Analizy

Trzy dni spokoju na ukraińskim niebie. 1175. dzień wojny

Sky over Magelan
Źródło
EugeneLoza | wikimedia.org

Sytuacja na froncie

Zapowiedziane przez Władimira Putina jednostronne zawieszenie broni 8–10 maja spowodowało tylko czasowy spadek intensywności działań strony rosyjskiej. Zdaniem części źródeł ukraińskich na niektórych odcinkach frontu aktywność agresora pozostała jednak na wcześniejszym poziomie. W związku z tym siły ukraińskie starały się w tym czasie przejąć inicjatywę w rejonie Torećka, lecz próby natarcia w głąb miasta nie przyniosły powodzenia. Bez rezultatu zakończyły się też kolejne ataki Ukraińców na pograniczu obwodu kurskiego, głównie w okolicach Tiotkina.

W okresie poprzedzającym zawieszenie broni i tuż po nim Rosjanie poczynili dalsze postępy na południe od Konstantynówki, nacierając na szerokim froncie pomiędzy drogą do tego miasta z Pokrowska a Torećkem. Udało im się także wyprzeć obrońców z kolejnych pozycji pomiędzy Pokrowskiem a Wełyką Nowosiłką, gdzie zbliżyli się na 1–2 km do granicy obwodu dniepropetrowskiego, oraz na północ od Torećka. Działania podejmowane przez najeźdźców na innych kierunkach nie przyniosły natomiast istotnych zmian.

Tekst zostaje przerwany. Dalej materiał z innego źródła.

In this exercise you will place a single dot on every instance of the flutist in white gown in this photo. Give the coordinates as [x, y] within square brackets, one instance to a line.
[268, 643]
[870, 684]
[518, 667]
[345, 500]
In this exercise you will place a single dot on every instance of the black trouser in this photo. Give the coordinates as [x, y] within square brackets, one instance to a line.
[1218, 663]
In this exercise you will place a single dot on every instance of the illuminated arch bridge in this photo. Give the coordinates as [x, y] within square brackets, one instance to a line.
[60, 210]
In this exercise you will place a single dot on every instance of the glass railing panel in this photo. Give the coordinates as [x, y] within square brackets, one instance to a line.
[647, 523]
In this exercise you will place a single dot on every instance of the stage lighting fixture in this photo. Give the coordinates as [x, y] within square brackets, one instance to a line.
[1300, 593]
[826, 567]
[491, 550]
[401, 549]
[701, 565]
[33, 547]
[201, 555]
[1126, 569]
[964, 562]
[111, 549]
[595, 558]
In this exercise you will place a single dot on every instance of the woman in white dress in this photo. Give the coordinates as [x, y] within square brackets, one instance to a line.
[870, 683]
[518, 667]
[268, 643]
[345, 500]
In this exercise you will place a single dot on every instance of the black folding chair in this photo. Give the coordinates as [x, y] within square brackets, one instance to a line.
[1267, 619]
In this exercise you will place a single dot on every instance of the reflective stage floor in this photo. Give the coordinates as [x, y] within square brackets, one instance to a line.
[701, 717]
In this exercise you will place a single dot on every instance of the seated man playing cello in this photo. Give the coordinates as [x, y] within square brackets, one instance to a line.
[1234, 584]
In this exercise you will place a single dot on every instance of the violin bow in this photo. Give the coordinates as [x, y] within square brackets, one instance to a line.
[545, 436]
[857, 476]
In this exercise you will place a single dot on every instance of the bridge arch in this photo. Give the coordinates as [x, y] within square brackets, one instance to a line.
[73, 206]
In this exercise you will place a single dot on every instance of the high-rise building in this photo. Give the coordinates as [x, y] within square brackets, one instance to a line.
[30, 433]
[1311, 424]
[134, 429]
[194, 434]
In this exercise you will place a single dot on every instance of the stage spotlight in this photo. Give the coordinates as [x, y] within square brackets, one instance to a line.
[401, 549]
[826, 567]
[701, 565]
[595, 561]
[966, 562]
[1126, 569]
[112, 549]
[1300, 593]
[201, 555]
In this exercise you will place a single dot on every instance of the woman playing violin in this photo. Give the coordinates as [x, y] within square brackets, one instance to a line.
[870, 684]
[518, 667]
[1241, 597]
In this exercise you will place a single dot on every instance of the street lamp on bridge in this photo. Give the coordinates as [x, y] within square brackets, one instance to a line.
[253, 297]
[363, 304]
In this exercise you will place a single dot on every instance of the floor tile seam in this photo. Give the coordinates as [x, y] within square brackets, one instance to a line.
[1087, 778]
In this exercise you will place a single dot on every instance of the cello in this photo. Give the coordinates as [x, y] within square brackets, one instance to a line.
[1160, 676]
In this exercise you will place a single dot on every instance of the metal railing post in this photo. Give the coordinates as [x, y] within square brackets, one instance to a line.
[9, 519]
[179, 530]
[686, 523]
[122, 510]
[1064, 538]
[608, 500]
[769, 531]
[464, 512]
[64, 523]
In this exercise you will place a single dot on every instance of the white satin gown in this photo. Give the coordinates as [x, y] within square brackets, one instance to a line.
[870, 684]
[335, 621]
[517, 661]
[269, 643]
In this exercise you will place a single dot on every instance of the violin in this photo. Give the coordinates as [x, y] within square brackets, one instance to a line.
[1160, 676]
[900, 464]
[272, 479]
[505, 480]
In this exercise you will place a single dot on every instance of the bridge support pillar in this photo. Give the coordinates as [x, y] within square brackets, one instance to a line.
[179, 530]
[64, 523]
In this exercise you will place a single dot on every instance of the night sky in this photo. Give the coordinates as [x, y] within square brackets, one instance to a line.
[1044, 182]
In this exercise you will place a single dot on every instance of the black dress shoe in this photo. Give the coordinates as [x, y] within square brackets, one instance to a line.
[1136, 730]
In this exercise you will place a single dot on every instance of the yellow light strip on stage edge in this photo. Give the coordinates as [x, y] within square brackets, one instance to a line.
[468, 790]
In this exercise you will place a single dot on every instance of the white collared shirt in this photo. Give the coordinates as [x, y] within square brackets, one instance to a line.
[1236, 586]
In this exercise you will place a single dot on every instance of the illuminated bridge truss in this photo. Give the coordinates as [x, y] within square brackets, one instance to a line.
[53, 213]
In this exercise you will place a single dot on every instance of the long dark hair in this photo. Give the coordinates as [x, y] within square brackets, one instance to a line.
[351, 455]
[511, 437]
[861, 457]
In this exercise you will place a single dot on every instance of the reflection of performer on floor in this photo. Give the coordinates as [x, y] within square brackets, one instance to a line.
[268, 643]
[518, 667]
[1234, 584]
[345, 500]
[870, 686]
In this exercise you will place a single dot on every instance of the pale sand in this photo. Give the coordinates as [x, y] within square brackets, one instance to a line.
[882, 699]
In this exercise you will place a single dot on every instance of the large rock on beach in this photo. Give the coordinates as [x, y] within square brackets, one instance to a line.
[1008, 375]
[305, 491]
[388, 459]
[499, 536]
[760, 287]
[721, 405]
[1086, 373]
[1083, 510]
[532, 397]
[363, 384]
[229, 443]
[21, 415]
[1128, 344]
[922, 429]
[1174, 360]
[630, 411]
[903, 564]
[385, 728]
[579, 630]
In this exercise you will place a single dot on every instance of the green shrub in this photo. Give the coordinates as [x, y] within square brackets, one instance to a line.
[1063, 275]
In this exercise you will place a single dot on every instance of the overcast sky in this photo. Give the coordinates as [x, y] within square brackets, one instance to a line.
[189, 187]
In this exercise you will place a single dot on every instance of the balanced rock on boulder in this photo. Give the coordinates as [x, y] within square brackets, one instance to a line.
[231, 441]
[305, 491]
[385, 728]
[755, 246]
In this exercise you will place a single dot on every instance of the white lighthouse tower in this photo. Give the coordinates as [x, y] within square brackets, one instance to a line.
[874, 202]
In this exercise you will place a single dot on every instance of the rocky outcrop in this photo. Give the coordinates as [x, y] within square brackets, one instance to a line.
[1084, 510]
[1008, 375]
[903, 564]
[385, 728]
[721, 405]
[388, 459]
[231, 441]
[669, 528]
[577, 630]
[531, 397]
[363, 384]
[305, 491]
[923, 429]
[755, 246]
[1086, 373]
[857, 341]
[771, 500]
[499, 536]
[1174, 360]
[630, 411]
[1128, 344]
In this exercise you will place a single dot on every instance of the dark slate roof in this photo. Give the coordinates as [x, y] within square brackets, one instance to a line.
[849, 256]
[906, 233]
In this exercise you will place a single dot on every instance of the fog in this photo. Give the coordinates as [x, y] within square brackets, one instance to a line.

Rosyjskie ataki powietrzne

Pomiędzy 8 a 10 maja Ukraina pierwszy raz od lutego 2022 r. cieszyła się dłuższym niż jednodobowy okresem bez wrogich uderzeń z powietrza. Lotnictwo agresora kontynuowało natomiast ataki w strefie frontowej, gdzie – według ukraińskiego Sztabu Generalnego – 8 maja wykorzystało też jedną rakietę. Zgodnie z ukraińskimi danymi od wieczora 6 maja do rana 13 maja Rosjanie mieli łącznie użyć 444 dronów uderzeniowych i ich imitatorów oraz siedmiu rakiet. Strąconych miało zostać 226, a lokacyjnie utraconych – 151 bezzałogowców. Obrońcy zgłosili również zestrzelenie dwóch rakiet.

Bezpośrednio przed zawieszeniem broni celami zmasowanych uderzeń były Zaporoże i Kijów. Atak dronów na pierwsze z tych miast 6 maja skutkował siedmioma rannymi cywilami, a zgodnie z niektórymi źródłami trafiono zakłady lotnicze Iwczenko-Progress. Dzień później rakiety i bezzałogowce uderzyły w Kijów, gdzie zginęły dwie osoby, a rannych zostało siedem. Do zniszczeń i pożarów doszło w czterech rejonach stolicy, a z komunikatu lokalnej administracji wojskowej wynika, że w miasto po raz pierwszy mogły bezpośrednio trafić cztery wrogie drony (według wcześniejszych komunikatów skuteczność obrony powietrznej Kijowa w zwalczaniu wrogich bezzałogowców była stuprocentowa, a zniszczenia stanowiły rezultat upadku odłamków). Poważniejsze w skutkach ataki dotknęły także Sumy (6 i 11 maja), obwód połtawski (dwukrotnie 7 maja) i Białogród nad Dniestrem (12 maja).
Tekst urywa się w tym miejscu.